Nsekwa received follow-up visits for the next three weeks while staying in the home of William and Pamela Arnold, parents of LLUSD class of 2016 graduate Wesley Arnold, DDS, before returning with her husband and son to Zambia.
As miraculous as all of that professional generosity seems to Nsekwa and Jones, it is compounded in their minds by the reception and facilitation of their visas at the American embassy in Lusaka. Ordinarily, they explain, people who request visas to travel to the United States face the suspicion that those requesting visas may not intend to return to their home country, especially when visa requests are for an entire family unit that is requesting a six-month stay.

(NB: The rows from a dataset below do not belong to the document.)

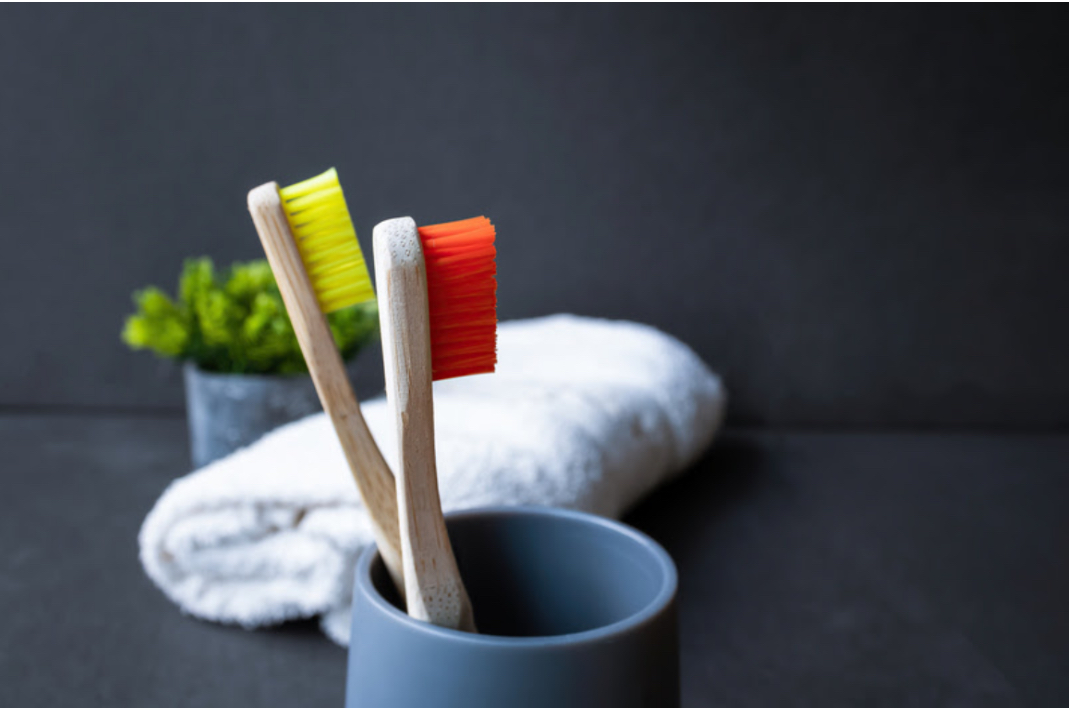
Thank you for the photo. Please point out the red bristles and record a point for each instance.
(462, 296)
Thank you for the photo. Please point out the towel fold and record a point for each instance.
(585, 414)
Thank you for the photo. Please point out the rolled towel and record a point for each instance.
(585, 414)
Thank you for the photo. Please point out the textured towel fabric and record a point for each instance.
(585, 414)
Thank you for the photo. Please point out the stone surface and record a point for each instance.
(816, 569)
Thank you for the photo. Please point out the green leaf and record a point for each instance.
(234, 322)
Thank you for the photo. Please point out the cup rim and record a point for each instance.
(661, 600)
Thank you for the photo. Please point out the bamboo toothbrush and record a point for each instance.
(312, 249)
(437, 317)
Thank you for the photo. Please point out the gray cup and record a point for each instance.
(575, 611)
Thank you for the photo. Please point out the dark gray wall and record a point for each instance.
(854, 213)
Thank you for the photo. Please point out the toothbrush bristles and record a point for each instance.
(462, 296)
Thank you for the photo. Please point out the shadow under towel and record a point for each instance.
(585, 414)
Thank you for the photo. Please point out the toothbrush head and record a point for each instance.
(462, 296)
(326, 241)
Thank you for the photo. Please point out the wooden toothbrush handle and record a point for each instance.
(434, 591)
(366, 463)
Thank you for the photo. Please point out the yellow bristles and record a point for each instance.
(326, 240)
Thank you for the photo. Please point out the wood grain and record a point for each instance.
(366, 463)
(434, 591)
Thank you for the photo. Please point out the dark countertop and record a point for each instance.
(816, 569)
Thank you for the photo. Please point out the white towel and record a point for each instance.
(585, 414)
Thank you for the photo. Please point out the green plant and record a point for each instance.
(233, 322)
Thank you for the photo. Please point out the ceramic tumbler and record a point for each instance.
(574, 611)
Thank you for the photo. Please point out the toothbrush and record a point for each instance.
(310, 243)
(437, 317)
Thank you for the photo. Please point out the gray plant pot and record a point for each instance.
(227, 412)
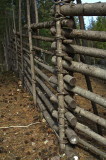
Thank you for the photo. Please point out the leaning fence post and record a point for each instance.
(21, 44)
(61, 108)
(31, 52)
(88, 82)
(14, 25)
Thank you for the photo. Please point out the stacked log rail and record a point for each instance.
(44, 80)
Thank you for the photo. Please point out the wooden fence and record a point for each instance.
(53, 85)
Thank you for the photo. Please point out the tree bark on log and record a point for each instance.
(87, 9)
(83, 68)
(86, 51)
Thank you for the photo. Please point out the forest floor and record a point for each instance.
(37, 141)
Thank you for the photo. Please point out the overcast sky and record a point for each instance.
(87, 19)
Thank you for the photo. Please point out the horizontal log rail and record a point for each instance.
(86, 51)
(65, 22)
(90, 147)
(80, 91)
(86, 34)
(84, 69)
(72, 122)
(87, 9)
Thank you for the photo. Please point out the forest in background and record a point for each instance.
(44, 7)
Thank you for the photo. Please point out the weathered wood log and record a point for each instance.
(83, 68)
(47, 90)
(14, 24)
(71, 119)
(47, 103)
(87, 94)
(90, 116)
(87, 9)
(66, 23)
(21, 44)
(70, 102)
(61, 106)
(82, 92)
(47, 116)
(91, 148)
(82, 34)
(84, 60)
(45, 66)
(31, 52)
(70, 80)
(90, 133)
(73, 138)
(86, 51)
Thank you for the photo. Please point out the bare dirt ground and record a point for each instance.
(36, 142)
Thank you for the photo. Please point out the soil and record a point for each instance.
(38, 141)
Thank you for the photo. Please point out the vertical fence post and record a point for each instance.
(31, 52)
(21, 44)
(5, 52)
(14, 26)
(61, 108)
(88, 82)
(36, 11)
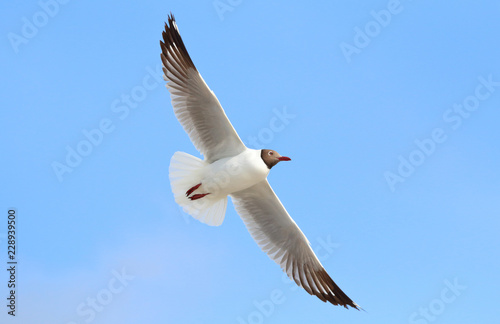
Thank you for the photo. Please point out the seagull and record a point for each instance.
(229, 168)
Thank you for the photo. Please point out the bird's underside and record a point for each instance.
(202, 117)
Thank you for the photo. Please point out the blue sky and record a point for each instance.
(389, 111)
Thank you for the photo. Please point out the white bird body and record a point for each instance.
(201, 187)
(225, 176)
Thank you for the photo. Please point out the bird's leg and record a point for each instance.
(198, 196)
(190, 191)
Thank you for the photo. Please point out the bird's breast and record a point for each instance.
(232, 174)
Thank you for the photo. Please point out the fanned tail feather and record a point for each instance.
(185, 171)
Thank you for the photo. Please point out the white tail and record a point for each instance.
(186, 171)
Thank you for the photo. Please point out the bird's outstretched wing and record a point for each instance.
(279, 236)
(195, 105)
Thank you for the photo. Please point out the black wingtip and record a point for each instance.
(172, 38)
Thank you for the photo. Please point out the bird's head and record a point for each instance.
(271, 158)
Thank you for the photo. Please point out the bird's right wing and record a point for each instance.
(195, 105)
(279, 236)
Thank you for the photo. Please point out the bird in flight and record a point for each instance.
(229, 168)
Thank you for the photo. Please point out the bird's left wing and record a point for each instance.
(195, 105)
(279, 236)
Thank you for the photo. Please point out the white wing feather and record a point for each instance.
(195, 105)
(279, 236)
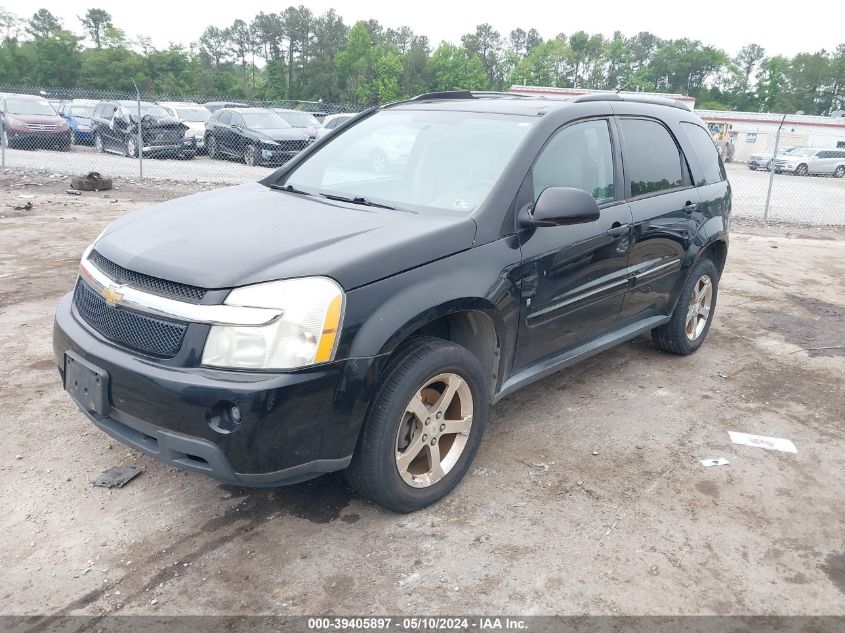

“When we were applying, people said we were just wasting our money. Because you have to pay for the visa even before you are called for an interview,” Nsekwa continiued. “You first make the online payment and then you go for the interview. We kept hoping for the best. We prayed about it. When we reached the embassy, the lady interviewing us told us she could only give us two visas. We had to decide who goes, between my husband and our son.
“So we excused ourselves to think about it,” Nsekwa recalled. “We waited until everyone else was done or had left. We poured out our hearts to the consular officer about how dangerous the world has become and how you just don’t want to leave your children with anyone. She seemed surprisingly understanding, because what they tell you is that once they have decided not to give you a visa, they don’t change their minds. That’s it. But this time around it worked out differently.”
“By God’s grace,” Jones added with a broad smile, “we were given the three visas just the same day we went for the interview.”
It is all the more gratifying to Nsekwa and Jones that both of their employers made it clear to them that their jobs would be waiting for them when they returned to Zambia, even if they were away for six months. This suggests the competence and conscientiousness both young people must bring to their work.
This episode in the lives of Nsekwa, Jones, and Shemaiah is likely to have an optimistic sequel: Dr. Arnold, now serving as director at the Lusaka Adventist Dental Clinic, most likely will be the one to place new teeth in Nsekwa’s regenerated left mandible when it is ready for implants.
Most of the miracles in this story are a consequence of LLU School of Dentistry Deferred Mission Appointee graduates who have internalized their School’s motto: Service is our calling.